Rebooting the mainframe was just a normal thing to do at this unit when I arrived as a new Air Force second lieutenant just out of college. Everyone knew it was a problem but it had become a common occurrence and we had what had become an acceptable way of handling it. It just struck me as not right, not something we wanted to be doing. So each and every time the problem occurred, assuming it was even reported by anyone, I would go collect up the logs and core dumps of the problem. With some persistence over what was a few months while also working on my primary projects, I slowly zeroed in on when and where the problem was happening.
One day I finally found it. The tricky part was that an operating systems API call, not the normal application logic, appeared to be failing. Normally the system calls are considered the most reliable parts of the operating system. They are supplied by the manufacturer, in this case it was IBM, and used by all their customers. The chances that it would fail were slim to none. I took the evidence and went to see the lead of the operating systems team. I told him, another lieutenant, that if this was not the problem, I’d buy him lunch. Well, later that morning, the operating system’s chief told me that he owed me lunch. I got lunch and we fixed an annoying national security issue that had persisted for many years.

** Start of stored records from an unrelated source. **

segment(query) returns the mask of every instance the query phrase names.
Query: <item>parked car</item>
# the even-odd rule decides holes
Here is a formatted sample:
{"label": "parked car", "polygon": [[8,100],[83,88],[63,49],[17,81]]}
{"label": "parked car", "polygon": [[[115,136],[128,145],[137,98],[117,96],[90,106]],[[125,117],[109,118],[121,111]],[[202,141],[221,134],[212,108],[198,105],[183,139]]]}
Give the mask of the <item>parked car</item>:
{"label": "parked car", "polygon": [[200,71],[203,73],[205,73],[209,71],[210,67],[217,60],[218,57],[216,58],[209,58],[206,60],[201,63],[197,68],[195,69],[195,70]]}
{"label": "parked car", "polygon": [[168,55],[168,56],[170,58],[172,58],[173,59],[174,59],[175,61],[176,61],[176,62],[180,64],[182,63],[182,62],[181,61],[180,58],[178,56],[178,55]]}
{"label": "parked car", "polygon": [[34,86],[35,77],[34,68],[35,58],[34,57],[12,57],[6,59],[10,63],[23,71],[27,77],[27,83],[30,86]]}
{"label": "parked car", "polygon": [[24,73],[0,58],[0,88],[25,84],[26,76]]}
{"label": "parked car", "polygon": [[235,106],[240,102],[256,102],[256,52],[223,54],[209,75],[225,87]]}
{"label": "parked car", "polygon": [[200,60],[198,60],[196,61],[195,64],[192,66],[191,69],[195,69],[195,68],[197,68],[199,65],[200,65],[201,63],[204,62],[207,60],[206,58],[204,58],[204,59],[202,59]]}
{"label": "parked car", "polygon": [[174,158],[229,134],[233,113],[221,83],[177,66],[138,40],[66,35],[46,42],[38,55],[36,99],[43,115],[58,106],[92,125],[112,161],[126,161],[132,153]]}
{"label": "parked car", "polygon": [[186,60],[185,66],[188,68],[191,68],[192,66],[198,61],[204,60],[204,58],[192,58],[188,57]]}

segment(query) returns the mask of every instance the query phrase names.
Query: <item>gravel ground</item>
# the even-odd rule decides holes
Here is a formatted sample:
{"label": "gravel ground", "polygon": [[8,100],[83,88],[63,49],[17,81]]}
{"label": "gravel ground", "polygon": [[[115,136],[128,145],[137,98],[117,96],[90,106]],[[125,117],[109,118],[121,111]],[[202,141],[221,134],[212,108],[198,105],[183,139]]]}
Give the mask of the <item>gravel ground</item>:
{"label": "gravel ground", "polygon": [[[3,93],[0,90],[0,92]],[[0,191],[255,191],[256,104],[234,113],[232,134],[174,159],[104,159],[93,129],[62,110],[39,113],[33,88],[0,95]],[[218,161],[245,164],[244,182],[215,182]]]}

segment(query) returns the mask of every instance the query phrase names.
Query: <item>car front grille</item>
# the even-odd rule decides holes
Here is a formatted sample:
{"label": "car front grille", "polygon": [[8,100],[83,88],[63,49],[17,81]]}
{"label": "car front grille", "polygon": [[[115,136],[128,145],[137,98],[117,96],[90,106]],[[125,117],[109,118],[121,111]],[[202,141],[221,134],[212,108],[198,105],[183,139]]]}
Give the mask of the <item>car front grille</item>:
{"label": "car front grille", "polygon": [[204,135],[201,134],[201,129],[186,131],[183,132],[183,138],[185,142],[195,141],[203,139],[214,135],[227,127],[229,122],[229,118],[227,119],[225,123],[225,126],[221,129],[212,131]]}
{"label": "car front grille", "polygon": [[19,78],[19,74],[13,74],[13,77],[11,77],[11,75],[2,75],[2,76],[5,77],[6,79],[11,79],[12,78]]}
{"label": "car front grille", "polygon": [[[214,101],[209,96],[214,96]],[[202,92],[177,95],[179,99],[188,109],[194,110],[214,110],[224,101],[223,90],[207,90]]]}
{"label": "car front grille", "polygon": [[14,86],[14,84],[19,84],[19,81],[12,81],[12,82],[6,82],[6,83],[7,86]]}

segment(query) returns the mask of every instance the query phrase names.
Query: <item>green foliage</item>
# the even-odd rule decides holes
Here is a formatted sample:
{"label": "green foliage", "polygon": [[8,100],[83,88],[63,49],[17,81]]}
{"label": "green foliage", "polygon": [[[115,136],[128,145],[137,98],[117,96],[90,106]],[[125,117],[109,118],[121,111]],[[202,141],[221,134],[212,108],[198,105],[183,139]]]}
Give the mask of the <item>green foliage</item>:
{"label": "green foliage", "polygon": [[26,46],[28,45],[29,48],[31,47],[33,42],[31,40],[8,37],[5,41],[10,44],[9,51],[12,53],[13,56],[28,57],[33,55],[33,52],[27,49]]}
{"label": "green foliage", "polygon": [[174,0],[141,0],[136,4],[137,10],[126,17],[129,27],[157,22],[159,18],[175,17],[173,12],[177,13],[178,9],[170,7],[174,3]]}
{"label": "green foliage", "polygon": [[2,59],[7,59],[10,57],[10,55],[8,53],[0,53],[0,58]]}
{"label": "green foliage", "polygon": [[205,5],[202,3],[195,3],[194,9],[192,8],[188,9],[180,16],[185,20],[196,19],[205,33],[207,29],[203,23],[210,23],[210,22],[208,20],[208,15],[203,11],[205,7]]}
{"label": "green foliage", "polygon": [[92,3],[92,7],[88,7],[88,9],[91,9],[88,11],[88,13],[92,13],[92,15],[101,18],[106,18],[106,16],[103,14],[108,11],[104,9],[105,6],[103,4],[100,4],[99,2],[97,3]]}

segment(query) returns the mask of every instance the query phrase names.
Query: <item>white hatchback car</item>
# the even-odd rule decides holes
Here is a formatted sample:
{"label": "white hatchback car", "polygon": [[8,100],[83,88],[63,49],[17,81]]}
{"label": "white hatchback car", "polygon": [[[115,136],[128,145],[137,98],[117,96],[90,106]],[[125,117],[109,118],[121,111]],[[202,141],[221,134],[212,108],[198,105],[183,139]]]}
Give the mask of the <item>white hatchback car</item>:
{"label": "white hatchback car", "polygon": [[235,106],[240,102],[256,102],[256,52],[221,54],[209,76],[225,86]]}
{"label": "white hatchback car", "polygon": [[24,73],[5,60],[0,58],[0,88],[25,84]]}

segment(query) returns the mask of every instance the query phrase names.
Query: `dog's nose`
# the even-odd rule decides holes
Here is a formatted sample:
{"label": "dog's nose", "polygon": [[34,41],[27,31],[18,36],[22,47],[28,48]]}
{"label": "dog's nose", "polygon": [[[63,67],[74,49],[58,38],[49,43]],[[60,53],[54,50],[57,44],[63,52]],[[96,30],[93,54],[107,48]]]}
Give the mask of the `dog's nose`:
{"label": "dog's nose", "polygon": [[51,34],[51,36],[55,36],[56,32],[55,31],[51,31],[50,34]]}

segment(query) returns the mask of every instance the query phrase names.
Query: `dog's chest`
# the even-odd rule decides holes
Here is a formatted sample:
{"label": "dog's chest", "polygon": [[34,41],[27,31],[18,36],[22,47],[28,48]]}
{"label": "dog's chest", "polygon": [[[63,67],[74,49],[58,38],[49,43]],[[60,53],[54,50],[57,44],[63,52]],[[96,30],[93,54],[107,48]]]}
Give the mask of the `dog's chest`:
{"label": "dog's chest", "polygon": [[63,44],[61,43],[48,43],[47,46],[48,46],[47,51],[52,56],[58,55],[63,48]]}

The key was for someone to take the time and persistently chase down these little issues. By itself it was not a huge issue, but in fact we had about a dozen such issues that when they occurred we would simply reboot the mainframe. By the time I had rotated out of the unit for my next assignment, I had solved well over half of these intermittent issues and our daily downtime, the time we were blind to a strategic missile attack during the cold war era, had noticeably been reduced.
What seemingly little problems does your project have that warrants a deep dive to finally resolve them?